Con un battito di ciglia
di
Alessandro Ghebreigziabiher
Serena.
Se i nomi fossero sul serio tutta la storia che c’è.
Se i nomi fossero onesti, come certi sogni.
Allora capita che a tredici anni ti addormenti con impegno, tenero e tenace come i desideri che ti portano a quella festa, dove speri con tutta te stessa che starai bene, che tutto andrà bene e ci penserai su.
Che poi è questo il bello, dai.
Quello che resta e che migliora col tempo, giammai roba da cancellare un secondo dopo.
Più tardi, al calar della notte, Serena, questo è il nome, solo quello, chiuse gli occhi.
Anzi, no, li serrò di fretta e furia, come quando vai via da quella stessa festa, perfino prima della torta, l’unico motivo rimasto.
E via a riempire il cestino di parole e immagini sgradevoli.
Grassa, questa è la parola, magari fosse la sola.
Perché ci sono così tanti modi per far male e non altrettanti per conviverci?
Per fortuna che si possono chiudere, gli occhi.
Che il cielo o chi per lui benedica le palpebre, le salvifiche ali degli angeli maltrattati.
Troppo appesantiti per volare.
Da parole e immagini, altro che ciccia.
Per fortuna che esistono le palpebre e i sogni, sì.
Ma non sogni qualsiasi, del tipo normale, scritti da quel presuntuoso signore lì, l’inconscio, autore sopravvalutato, a dirla tutta.
Capita anche questo, a tredici anni.
Capita che Serena solo di nome prenda quel misterioso foglio nella testa e se li scriva da sé. Affinché nel racconto vi sia tutto quel che davvero cerca.

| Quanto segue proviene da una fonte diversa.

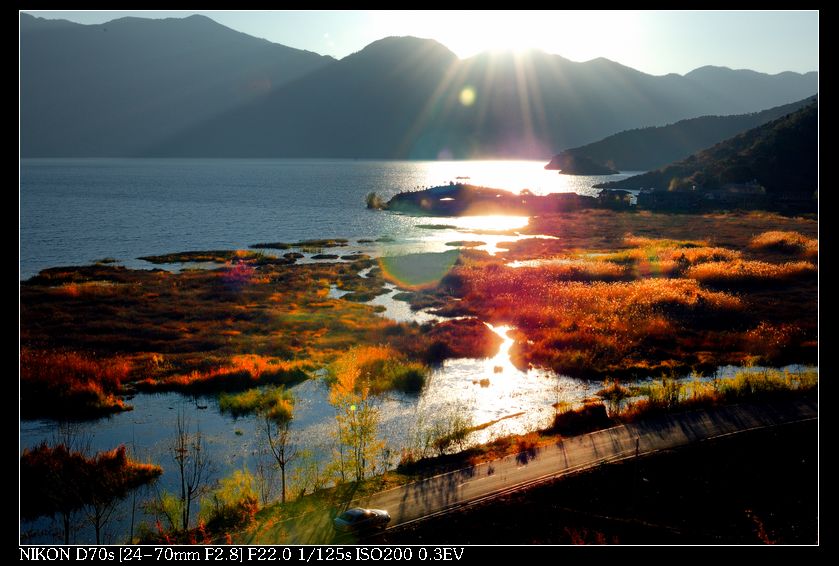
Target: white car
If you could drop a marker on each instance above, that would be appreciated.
(358, 519)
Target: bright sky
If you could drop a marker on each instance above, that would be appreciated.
(656, 42)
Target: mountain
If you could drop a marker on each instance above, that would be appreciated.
(400, 97)
(644, 149)
(115, 88)
(782, 156)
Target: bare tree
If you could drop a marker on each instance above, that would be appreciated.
(265, 473)
(193, 465)
(277, 414)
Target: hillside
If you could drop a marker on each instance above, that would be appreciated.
(645, 149)
(112, 89)
(782, 156)
(191, 87)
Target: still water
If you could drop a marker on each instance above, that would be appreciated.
(75, 211)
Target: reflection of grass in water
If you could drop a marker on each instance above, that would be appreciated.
(243, 325)
(436, 226)
(641, 304)
(787, 242)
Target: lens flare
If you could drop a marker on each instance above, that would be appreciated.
(417, 271)
(467, 96)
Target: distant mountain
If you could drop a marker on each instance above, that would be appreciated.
(644, 149)
(781, 156)
(397, 98)
(116, 88)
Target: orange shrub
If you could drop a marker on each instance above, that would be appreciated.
(740, 271)
(791, 242)
(70, 383)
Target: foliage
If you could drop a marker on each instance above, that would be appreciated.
(356, 416)
(70, 384)
(781, 155)
(58, 480)
(232, 504)
(193, 466)
(786, 241)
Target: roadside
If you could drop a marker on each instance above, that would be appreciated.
(755, 487)
(446, 491)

Salvatrice e salvata, eroina e vittima, libera e prigioniera.
Serena, solo tale.
“Chiudi gli occhi”, fa la presunta fata dalla voce camuffata, “quando serve, quando brucia, spegni la luce e cancella loro, non te. E vedrai, con un battito di ciglia, che la magia esiste ed è fatta d’amore per te.”
Al mattino, il mattino è sempre lo stesso.

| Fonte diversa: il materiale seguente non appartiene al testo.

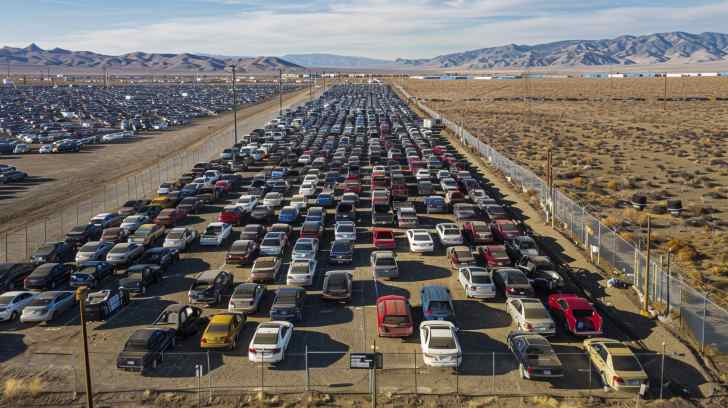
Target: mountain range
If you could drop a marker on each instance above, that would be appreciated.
(661, 48)
(33, 55)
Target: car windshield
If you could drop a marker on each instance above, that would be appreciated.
(626, 363)
(536, 313)
(481, 279)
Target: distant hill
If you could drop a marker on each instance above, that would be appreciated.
(336, 61)
(33, 55)
(662, 48)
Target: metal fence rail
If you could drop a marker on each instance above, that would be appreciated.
(705, 321)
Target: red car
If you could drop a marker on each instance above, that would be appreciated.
(383, 238)
(478, 232)
(505, 230)
(394, 316)
(494, 255)
(224, 185)
(232, 215)
(169, 217)
(578, 315)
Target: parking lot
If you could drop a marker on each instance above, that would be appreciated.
(317, 356)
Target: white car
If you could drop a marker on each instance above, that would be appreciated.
(449, 233)
(440, 345)
(530, 315)
(299, 202)
(164, 189)
(270, 341)
(180, 238)
(302, 272)
(215, 234)
(247, 203)
(420, 240)
(350, 198)
(307, 190)
(132, 222)
(477, 282)
(345, 230)
(423, 174)
(13, 303)
(305, 249)
(47, 305)
(273, 199)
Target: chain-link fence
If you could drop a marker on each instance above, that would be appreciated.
(705, 321)
(493, 373)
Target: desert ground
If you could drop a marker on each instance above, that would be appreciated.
(612, 138)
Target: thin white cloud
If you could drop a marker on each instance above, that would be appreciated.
(389, 29)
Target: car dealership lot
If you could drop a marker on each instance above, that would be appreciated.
(320, 343)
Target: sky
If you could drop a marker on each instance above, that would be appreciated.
(372, 28)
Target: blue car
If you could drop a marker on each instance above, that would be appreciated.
(325, 200)
(288, 215)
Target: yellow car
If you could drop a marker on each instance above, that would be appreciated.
(617, 365)
(223, 331)
(163, 201)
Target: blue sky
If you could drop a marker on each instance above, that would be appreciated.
(373, 28)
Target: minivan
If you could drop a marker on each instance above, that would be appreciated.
(437, 303)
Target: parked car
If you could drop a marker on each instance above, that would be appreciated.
(124, 254)
(47, 305)
(449, 234)
(223, 331)
(93, 251)
(384, 264)
(477, 282)
(576, 314)
(394, 316)
(242, 252)
(288, 304)
(512, 283)
(52, 252)
(440, 345)
(48, 276)
(144, 349)
(616, 364)
(139, 278)
(342, 252)
(270, 341)
(337, 286)
(91, 273)
(266, 268)
(437, 303)
(420, 240)
(530, 315)
(460, 256)
(536, 358)
(246, 298)
(210, 286)
(180, 238)
(101, 304)
(216, 234)
(12, 304)
(302, 272)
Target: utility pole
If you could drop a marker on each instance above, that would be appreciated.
(646, 297)
(235, 106)
(81, 298)
(280, 93)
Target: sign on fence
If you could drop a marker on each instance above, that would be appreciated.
(366, 361)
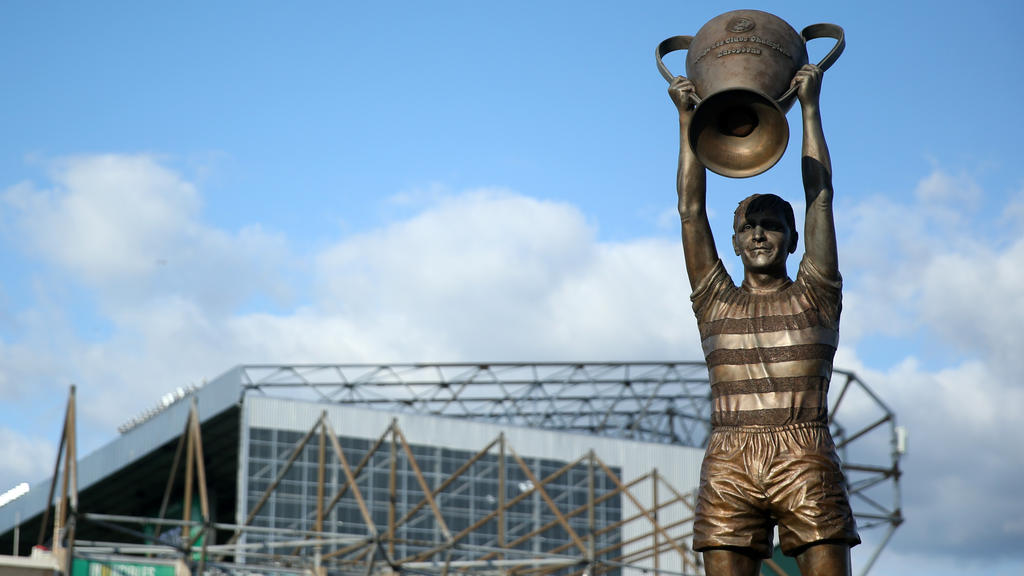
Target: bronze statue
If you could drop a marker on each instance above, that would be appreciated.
(769, 345)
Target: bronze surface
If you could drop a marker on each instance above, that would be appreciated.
(769, 341)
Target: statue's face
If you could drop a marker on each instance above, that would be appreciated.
(763, 242)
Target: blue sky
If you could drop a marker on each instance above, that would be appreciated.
(192, 186)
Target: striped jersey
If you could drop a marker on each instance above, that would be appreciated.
(769, 355)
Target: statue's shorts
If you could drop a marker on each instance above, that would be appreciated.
(754, 478)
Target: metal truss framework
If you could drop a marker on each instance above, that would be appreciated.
(652, 402)
(662, 402)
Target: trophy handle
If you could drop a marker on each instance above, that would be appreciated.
(671, 45)
(814, 32)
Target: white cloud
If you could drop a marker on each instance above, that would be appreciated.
(492, 275)
(25, 457)
(919, 271)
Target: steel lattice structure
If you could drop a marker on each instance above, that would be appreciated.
(653, 402)
(662, 402)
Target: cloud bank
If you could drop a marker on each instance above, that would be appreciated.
(493, 275)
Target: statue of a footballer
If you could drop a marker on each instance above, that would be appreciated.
(769, 344)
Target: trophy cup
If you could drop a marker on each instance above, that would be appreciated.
(741, 65)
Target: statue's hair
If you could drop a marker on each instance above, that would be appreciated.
(767, 203)
(764, 203)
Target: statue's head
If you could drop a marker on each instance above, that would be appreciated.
(764, 233)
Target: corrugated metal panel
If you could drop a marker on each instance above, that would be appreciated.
(217, 396)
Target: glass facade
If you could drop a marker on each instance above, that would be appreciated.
(529, 524)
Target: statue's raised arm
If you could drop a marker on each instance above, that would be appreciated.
(819, 227)
(698, 243)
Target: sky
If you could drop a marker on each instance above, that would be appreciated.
(186, 187)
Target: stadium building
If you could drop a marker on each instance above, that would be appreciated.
(557, 468)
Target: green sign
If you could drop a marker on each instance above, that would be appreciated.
(93, 567)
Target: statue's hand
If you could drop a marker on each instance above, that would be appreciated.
(808, 83)
(682, 92)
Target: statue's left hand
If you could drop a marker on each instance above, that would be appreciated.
(808, 83)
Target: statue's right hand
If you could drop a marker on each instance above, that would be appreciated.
(682, 92)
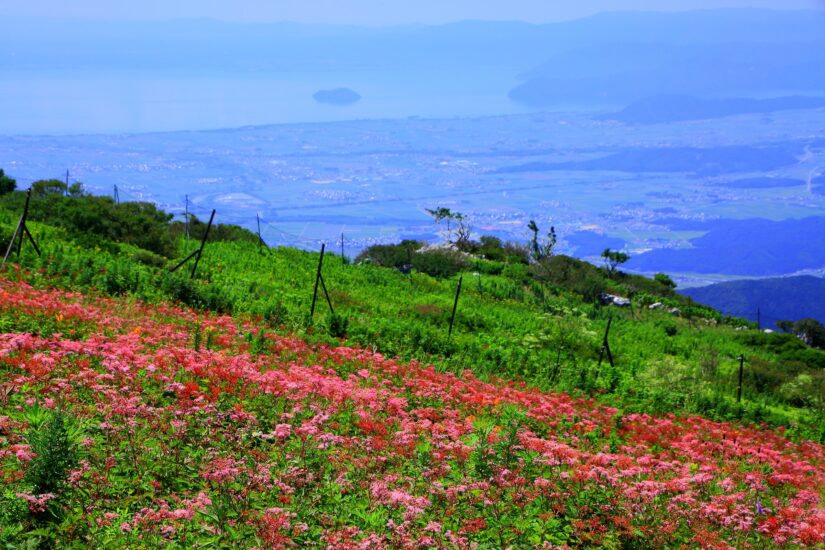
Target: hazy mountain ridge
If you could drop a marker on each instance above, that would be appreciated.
(755, 247)
(787, 298)
(677, 108)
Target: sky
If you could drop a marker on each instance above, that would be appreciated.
(368, 12)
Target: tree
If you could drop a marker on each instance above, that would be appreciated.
(785, 325)
(76, 190)
(463, 231)
(7, 184)
(613, 259)
(539, 250)
(665, 280)
(811, 332)
(43, 188)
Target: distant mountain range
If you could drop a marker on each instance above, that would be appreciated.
(790, 298)
(677, 108)
(711, 161)
(751, 247)
(608, 59)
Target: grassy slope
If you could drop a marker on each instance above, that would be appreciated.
(504, 327)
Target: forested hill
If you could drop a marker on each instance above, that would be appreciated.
(786, 298)
(480, 393)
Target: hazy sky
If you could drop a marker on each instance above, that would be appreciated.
(369, 12)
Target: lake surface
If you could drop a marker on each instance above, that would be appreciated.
(34, 103)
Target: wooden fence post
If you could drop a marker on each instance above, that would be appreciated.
(317, 280)
(455, 305)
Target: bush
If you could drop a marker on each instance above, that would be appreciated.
(390, 255)
(55, 455)
(439, 263)
(337, 325)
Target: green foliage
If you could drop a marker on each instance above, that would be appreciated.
(7, 184)
(539, 322)
(541, 250)
(441, 264)
(43, 188)
(337, 325)
(613, 259)
(55, 454)
(665, 280)
(390, 255)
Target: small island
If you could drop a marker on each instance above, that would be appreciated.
(342, 97)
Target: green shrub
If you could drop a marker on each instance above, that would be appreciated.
(441, 264)
(55, 455)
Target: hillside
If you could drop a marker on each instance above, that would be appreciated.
(787, 298)
(181, 424)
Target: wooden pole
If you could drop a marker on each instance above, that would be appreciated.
(203, 243)
(606, 345)
(260, 239)
(455, 305)
(317, 280)
(741, 372)
(186, 216)
(324, 287)
(20, 232)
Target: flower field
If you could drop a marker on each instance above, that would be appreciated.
(129, 425)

Così la colazione, il bagno dalle mura ammuffite, papà che è ancora costretto a casa e mamma obbligata a uscirne anche quando non vorrebbe.

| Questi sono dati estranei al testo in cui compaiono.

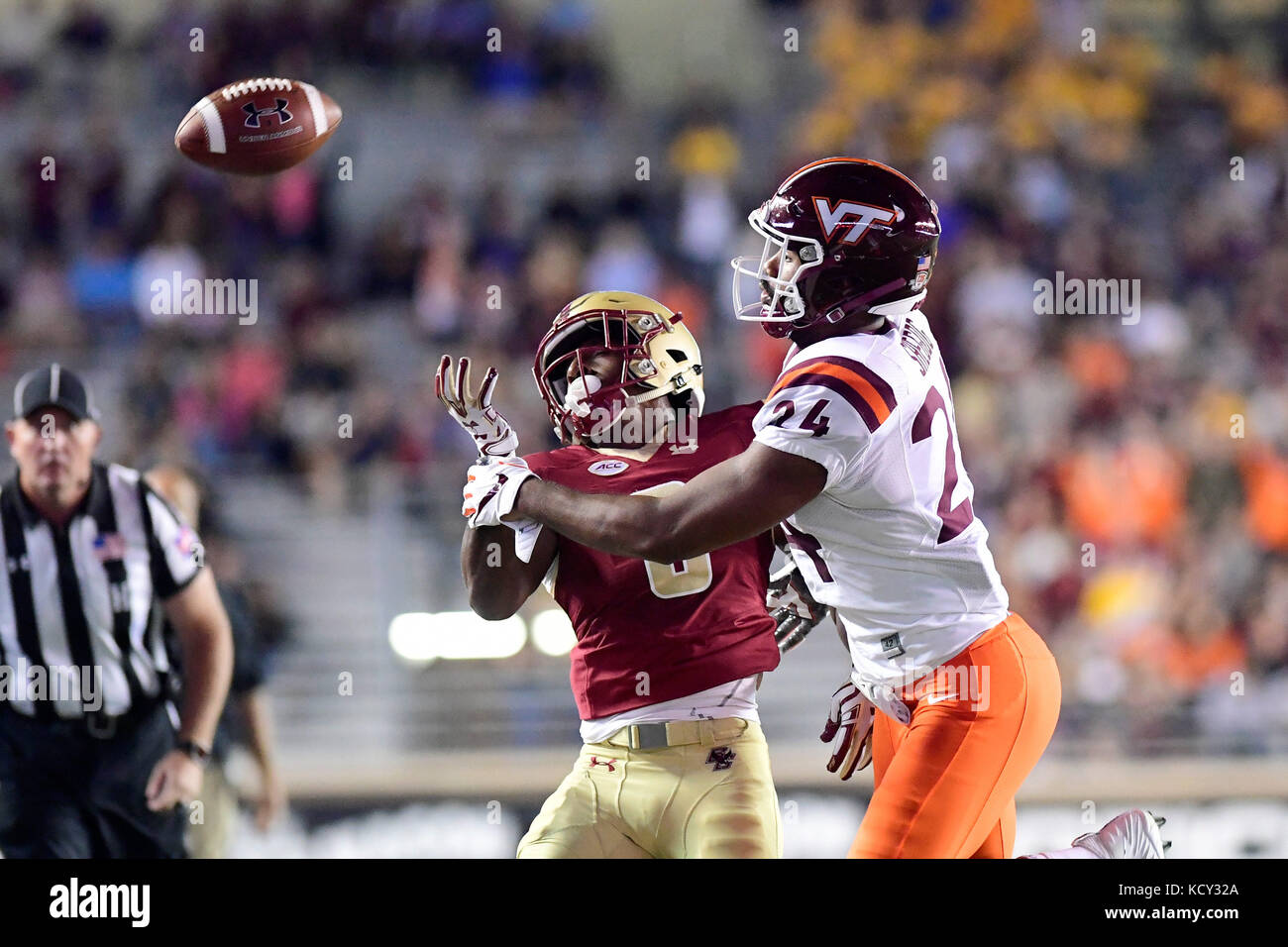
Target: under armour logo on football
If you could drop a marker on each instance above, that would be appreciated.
(721, 758)
(253, 114)
(853, 215)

La scuola non è cambiata, così come la classe e i compagni.
La sedia, il banco e tutto quel che si muove fuori.
Della finestra e del tuo cuore.
Ma quando tutto sembra deluderla ancora una volta, ecco che i ricordi sopravvissuti riaffiorano.
Non si sogna mai invano, soprattutto quando ne avevi un disperato bisogno.
Allora, con il coraggio migliore, quello che nasce da speranze ineludibili, Serena sceglie di credere di giorno a quel che di notte ha scritto.
Con un battito di ciglia, gli ora giovani, marrani derisori, divengono quel che un giorno diverranno, ovvero degli omuncoli inutili e tristi senza un briciolo di leggerezza all’orizzonte.
Con un battito di ciglia, tutto diventa più piccolo e stavolta non è magia, è solo lei.
Serena, che dopo un altro battito ancora apre gli occhi e non riesce più a chiuderli innanzi alla bella donna nello specchio.
Bene, ha funzionato, perché non c’è più fretta di guardare avanti.
E’ così che Serena e tutte quelle come lei capiscono.
Che non sono solo un nome tra i tanti.